If only he had the time!

She writes Python code quickly but doesn’t know the process well and is therefore often lost. Luckily, she can count on John’s experience to guide her data analysis in the right direction. She ends up learning a lot from him. John still doesn’t have time to code himself. However, he knows enough about code to understand Sarah’s presentations. On some days he even manages to read through her code and correct some of her assumptions. Unlike John, Sarah doesn’t own a company phone and she’s not involved in day-to-day operations or meetings. Thus, she can focus uninterrupted for hours, digging deep into the data.

Picking low-hanging fruit

Over the course of Sarah’s internship, she and John developed two data applications: an automated dashboard in the control room showing important process parameters and a report with key process KPI’s that is automatically created and emailed to John at the end of each shift. On one occasion John managed to spot some abnormal values in Sarah’s KPI’s revealing a broken temperature sensor, thus preventing an expensive problem down the line.

Neither John nor Sarah have ever used AI or set up “scalable streaming data pipelines on Kubernetes”. After all, they didn’t need big data and artificial intelligence to determine that sensor TP392 hasn’t sent any data in the last four days and is therefore likely broken. While advanced analytics has its merits, at metallurgical factories there’s lots of value to be gained by simply keeping an eye on the data and picking low-hanging fruit.

The rise of the citizen data scientist

Sarah’s internship is coming to an end. John managed to convince his department to offer her a permanent position on his team. He’s disappointed that she declines the offer (she wants to work near her family in Berlin) but genuinely wishes her all the best.

One day at lunch, John is approached by Michael who works as an automation engineer at the plant in an adjacent building. He attended Sarah’s final presentation and was impressed by the tools she used and the results she achieved. Michael is convinced of the value of data analytics and wants to contribute to the digital journey of the plant. He doesn’t have a mathematical background but is excited to use and extend the data analytics solutions that Sarah developed. And so Michael becomes the company’s first so called “citizen data scientist”: an employee with a domain knowledge but no prior analytics experience who is trained to use the tools developed by data scientists.

In the end, it’s easier and more cost-effective for plants like John’s to cultivate internal talent instead of looking for expensive data scientists that are difficult to hire and retain in the current labor market.


Key takeaways

  • Process engineers like John are well suited to develop data analysis applications because of their extensive domain knowledge but they don’t have time to write code themselves.
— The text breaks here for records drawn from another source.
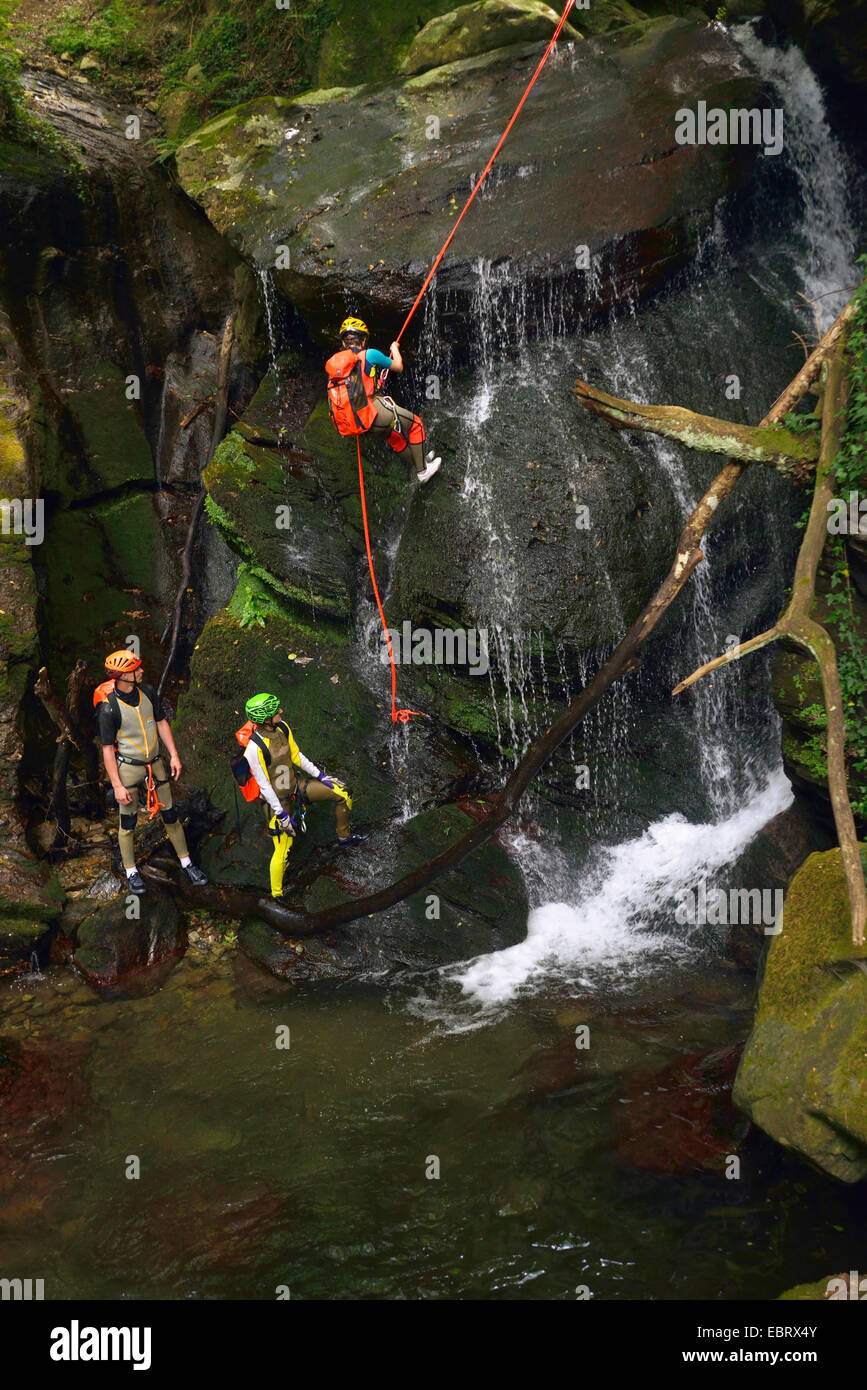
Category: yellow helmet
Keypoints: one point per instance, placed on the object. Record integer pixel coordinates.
(354, 325)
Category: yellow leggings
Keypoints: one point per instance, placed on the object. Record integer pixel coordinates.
(284, 841)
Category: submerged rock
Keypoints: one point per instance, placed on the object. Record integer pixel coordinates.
(131, 954)
(681, 1119)
(803, 1073)
(356, 189)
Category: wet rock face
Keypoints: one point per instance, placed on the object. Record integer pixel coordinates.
(129, 954)
(478, 906)
(834, 35)
(682, 1119)
(802, 1073)
(478, 28)
(361, 184)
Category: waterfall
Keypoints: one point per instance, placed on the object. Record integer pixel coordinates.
(602, 906)
(268, 298)
(824, 243)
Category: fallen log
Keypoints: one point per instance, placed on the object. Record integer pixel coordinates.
(799, 627)
(784, 449)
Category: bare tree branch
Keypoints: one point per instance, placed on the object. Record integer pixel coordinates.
(784, 449)
(802, 628)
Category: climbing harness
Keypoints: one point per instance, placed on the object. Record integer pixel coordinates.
(405, 715)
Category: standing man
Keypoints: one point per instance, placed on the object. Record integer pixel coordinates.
(273, 755)
(131, 724)
(356, 377)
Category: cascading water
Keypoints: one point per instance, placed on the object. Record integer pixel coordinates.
(268, 298)
(684, 348)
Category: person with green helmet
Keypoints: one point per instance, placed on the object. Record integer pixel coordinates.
(278, 765)
(357, 403)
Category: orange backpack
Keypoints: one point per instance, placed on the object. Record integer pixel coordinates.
(241, 767)
(350, 392)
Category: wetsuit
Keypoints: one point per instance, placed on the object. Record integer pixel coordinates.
(286, 763)
(129, 723)
(403, 428)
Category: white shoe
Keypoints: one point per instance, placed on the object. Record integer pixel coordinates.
(432, 467)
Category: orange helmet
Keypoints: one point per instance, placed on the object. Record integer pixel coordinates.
(122, 662)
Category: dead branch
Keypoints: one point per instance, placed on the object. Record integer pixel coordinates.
(220, 419)
(802, 628)
(791, 453)
(621, 660)
(195, 412)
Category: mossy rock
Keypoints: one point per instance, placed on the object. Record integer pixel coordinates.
(803, 1073)
(361, 227)
(481, 27)
(102, 444)
(295, 514)
(31, 900)
(370, 47)
(334, 717)
(107, 573)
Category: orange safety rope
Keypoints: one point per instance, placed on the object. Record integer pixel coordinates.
(405, 715)
(488, 167)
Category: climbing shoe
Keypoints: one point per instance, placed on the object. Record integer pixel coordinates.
(432, 466)
(195, 875)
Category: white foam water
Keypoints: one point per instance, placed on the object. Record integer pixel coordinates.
(603, 933)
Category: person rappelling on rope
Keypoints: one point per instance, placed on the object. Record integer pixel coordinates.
(271, 756)
(131, 724)
(356, 377)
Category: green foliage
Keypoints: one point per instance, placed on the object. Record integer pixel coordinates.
(113, 32)
(17, 120)
(851, 463)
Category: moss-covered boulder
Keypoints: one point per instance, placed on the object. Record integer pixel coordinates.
(29, 895)
(335, 720)
(475, 908)
(107, 571)
(481, 27)
(359, 185)
(803, 1073)
(293, 512)
(129, 943)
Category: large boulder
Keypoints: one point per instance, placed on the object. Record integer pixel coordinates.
(129, 944)
(803, 1073)
(360, 185)
(481, 27)
(29, 895)
(474, 908)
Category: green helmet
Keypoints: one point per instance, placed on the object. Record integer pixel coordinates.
(260, 708)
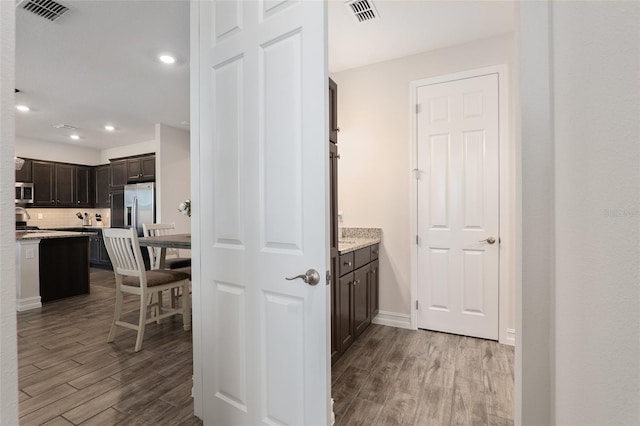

  • Under the guidance of a process engineer, citizen data scientists like Michael and computer savvy interns like Sarah can develop data analysis applications that add value.

  • Data analysis applications don’t have to be advanced. Because the metallurgical industry is a bit behind the curve when it comes to data analytics, a lot of value can be captured with simple rule-based approaches without resorting to AI.

  • If hiring external talent is not possible, developing citizen data scientists internally is a viable alternative.